Last time around, we discussed how to create an AMI for every deployment: a crucial step in enabling you to leverage deployment immutability. This time around we'll learn what it takes to automate autoscaling immutable deployments with zero-downtime, while sitting behind a load balancer and using Route 53 for DNS.
Given the immutable images we're now able to build, thanks to the last article, in this article we'll lay out an architecture, based on Amazon Web Services, that's able to take advantage of those immutable images.
Our journey starts at Route 53, a DNS provider service from Amazon. You'll set up the initial DNS configuration by hand. I'll leave the
TXT records up to you. The feature that interests me in Route 53 is creating
ALIAS record sets. These special record sets allow you to bind a domain name to an Elastic Load Balancer (ELB), which can then distribute traffic among your Elastic Cloud Compute (EC2) server instances.
The eye candy in
ALIAS record sets is that you're able to use them at the naked, or apex domain level (e.g
ponyfoo.com), and not just sub-domains (e.g
blog.ponyfoo.com).

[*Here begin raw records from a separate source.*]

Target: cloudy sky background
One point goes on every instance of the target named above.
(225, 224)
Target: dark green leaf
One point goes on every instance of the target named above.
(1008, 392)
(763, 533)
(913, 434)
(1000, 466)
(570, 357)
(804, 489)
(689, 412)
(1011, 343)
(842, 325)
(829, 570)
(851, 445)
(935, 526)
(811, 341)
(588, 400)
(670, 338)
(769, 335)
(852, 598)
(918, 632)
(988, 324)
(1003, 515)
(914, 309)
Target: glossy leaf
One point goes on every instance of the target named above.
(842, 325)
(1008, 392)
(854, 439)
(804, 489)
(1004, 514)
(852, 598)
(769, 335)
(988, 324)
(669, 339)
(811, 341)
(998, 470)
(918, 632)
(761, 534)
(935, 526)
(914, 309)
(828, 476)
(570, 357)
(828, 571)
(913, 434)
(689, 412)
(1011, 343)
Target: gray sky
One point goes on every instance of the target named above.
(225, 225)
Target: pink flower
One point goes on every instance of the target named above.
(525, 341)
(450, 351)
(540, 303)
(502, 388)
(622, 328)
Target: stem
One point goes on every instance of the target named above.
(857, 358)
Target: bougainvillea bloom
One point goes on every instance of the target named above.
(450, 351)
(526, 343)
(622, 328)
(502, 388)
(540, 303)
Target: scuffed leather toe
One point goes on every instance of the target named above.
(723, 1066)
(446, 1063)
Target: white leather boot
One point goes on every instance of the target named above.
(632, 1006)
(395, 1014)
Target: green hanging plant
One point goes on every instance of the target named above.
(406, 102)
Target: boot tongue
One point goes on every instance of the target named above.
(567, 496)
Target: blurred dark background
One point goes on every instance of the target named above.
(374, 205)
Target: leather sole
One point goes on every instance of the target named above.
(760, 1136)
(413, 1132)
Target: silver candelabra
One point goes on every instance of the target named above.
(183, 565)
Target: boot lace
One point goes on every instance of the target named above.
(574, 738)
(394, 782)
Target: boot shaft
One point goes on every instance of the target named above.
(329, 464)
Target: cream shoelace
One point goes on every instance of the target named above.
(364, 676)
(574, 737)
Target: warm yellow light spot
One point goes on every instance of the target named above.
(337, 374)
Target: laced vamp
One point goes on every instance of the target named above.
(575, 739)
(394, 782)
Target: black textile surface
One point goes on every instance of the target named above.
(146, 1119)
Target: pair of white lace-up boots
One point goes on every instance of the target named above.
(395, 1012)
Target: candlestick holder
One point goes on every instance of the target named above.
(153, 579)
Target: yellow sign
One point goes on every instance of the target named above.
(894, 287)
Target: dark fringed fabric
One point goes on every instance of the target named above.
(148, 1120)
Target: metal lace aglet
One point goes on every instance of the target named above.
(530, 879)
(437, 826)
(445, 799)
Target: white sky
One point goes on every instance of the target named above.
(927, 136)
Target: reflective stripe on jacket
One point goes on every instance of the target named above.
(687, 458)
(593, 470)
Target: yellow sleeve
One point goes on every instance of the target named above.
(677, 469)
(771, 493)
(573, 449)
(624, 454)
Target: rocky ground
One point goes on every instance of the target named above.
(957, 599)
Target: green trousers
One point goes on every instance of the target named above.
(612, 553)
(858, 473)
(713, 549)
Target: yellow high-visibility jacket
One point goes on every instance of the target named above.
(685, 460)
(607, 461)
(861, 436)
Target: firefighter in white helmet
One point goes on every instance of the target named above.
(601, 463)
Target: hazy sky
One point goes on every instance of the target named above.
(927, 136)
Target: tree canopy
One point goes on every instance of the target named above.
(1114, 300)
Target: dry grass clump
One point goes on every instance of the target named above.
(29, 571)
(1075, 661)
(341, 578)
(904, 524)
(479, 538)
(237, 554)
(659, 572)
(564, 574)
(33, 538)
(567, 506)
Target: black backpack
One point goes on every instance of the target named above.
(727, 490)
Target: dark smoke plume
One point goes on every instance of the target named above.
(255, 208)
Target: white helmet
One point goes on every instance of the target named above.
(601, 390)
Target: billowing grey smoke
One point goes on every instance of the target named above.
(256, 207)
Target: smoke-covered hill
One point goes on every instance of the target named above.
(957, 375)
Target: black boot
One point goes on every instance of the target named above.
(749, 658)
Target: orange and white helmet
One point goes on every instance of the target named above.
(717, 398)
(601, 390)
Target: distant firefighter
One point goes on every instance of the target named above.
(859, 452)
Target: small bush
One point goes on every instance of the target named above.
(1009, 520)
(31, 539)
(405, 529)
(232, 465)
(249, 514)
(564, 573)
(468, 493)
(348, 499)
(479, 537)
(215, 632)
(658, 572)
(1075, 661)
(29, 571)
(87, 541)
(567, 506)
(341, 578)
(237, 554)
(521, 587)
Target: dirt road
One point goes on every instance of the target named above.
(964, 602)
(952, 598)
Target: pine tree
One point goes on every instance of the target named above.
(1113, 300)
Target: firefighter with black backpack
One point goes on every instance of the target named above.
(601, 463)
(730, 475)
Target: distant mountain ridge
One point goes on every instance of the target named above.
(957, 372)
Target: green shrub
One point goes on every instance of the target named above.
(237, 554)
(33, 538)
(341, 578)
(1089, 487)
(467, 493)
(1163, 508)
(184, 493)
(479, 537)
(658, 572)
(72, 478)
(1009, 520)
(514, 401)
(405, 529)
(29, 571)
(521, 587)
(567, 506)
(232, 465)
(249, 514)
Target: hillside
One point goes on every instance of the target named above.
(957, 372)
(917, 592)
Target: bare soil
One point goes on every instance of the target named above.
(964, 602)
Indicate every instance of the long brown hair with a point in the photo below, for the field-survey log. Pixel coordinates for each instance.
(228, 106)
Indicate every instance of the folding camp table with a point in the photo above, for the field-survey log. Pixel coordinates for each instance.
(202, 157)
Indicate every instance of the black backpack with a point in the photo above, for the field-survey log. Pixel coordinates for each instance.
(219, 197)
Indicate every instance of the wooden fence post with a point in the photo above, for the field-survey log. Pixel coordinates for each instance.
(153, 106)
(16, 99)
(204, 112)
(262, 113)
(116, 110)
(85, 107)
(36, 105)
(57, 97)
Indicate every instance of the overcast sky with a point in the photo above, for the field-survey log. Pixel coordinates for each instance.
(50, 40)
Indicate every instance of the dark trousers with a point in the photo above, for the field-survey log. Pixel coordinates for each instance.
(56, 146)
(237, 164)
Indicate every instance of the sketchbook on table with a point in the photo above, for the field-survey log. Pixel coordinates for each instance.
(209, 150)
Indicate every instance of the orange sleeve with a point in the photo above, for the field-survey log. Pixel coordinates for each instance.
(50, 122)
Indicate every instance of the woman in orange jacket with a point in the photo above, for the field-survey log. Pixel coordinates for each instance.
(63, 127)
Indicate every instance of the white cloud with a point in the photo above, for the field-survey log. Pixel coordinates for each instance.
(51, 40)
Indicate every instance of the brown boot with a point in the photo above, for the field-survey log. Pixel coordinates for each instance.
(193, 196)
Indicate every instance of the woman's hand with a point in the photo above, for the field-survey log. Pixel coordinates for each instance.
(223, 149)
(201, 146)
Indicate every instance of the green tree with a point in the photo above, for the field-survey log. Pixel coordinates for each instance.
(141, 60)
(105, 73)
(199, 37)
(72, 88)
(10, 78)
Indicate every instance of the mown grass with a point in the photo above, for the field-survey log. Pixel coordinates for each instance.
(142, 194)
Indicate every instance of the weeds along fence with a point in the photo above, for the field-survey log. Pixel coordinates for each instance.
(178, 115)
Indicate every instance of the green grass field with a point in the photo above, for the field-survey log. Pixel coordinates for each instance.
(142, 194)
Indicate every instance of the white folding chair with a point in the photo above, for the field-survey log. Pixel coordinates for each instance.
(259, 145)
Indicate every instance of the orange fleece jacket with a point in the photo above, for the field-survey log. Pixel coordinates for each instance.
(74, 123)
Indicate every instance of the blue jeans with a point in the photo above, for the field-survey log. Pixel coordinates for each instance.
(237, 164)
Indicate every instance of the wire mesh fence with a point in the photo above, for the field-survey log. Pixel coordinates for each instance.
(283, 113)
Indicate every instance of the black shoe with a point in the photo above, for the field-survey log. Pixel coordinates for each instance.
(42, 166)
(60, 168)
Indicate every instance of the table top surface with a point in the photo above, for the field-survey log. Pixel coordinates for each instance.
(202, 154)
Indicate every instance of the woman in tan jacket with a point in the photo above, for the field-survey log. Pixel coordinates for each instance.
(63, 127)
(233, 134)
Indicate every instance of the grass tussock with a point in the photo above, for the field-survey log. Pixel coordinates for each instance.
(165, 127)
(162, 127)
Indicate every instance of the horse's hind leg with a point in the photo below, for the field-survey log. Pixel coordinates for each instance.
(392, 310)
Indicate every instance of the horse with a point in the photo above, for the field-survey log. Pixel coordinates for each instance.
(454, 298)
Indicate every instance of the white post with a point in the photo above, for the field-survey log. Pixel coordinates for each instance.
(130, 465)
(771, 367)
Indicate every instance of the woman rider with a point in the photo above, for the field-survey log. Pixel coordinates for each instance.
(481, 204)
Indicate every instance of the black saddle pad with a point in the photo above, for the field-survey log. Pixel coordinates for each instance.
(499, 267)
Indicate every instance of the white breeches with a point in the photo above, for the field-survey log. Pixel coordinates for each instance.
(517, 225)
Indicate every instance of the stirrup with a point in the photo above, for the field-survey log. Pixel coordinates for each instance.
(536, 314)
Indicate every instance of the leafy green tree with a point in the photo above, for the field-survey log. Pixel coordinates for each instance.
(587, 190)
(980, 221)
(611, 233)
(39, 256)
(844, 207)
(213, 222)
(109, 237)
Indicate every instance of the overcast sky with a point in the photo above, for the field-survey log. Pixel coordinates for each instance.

Our scripts will set up these
ALIAS records on our behalf whenever we want to deploy to a new environment, also a very enticing feature.
When you finish reading this article, you'll be able to run the commands below and have your application listening at
dev01.example.com when they complete, without the need for any manual actions.
NODE_ENV=dev01 npm run setup
NODE_ENV=dev01 npm run deploy
We don't merely use ELB because of its ability to route traffic from naked domains, but also because it enables us to have many web servers behind a single domain, which makes our application more robust and better able to handle load, becoming highly available.
In order to better manage the instances behind our ELB, we'll use Auto Scaling Groups (ASG). These come at no extra cost, you just pay for the EC2 instances in them. The ASG will automatically detect "unhealthy" EC2 instances, or instances that the ELB has deemed unreachable after pinging them with
GET requests. Unhealthy instances are automatically disconnected from the ELB, meaning they'll no longer receive traffic. However, we'll enable connection draining so that they gracefully respond to pending requests before shutting down.
When a new deployment is requested, we'll create a new ASG, and provision it with the new
carnivore AMI, which you may recall from our last encounter. The new ASG will spin as many EC2 instances as desired. We'll wait until EC2 reports every one of those instances are properly initialized and healthy. We'll then wait until ELB reports every one of those instances is reachable via
HTTP. This ensures that no downtime occurs during our deployment. When every new instance is reachable on ELB, we'll remove the outdated EC2 instances from ELB first, and downscale the outdated ASG to 0. This will cause the ASG to allow connection draining to kick in on the outdated instances, and terminate them afterwards. Once all of that is over, we delete the outdated ASG.
This approach might not be blazing fast, but I'll take a speed bump over downtime any day.
Of course, none of this would be feasible if spinning a new instance took 15 minutes while installing software that should've been baked into an image. This is why creating those images was crucial. In a slow process such as this, baking images saves us much appreciated startup time.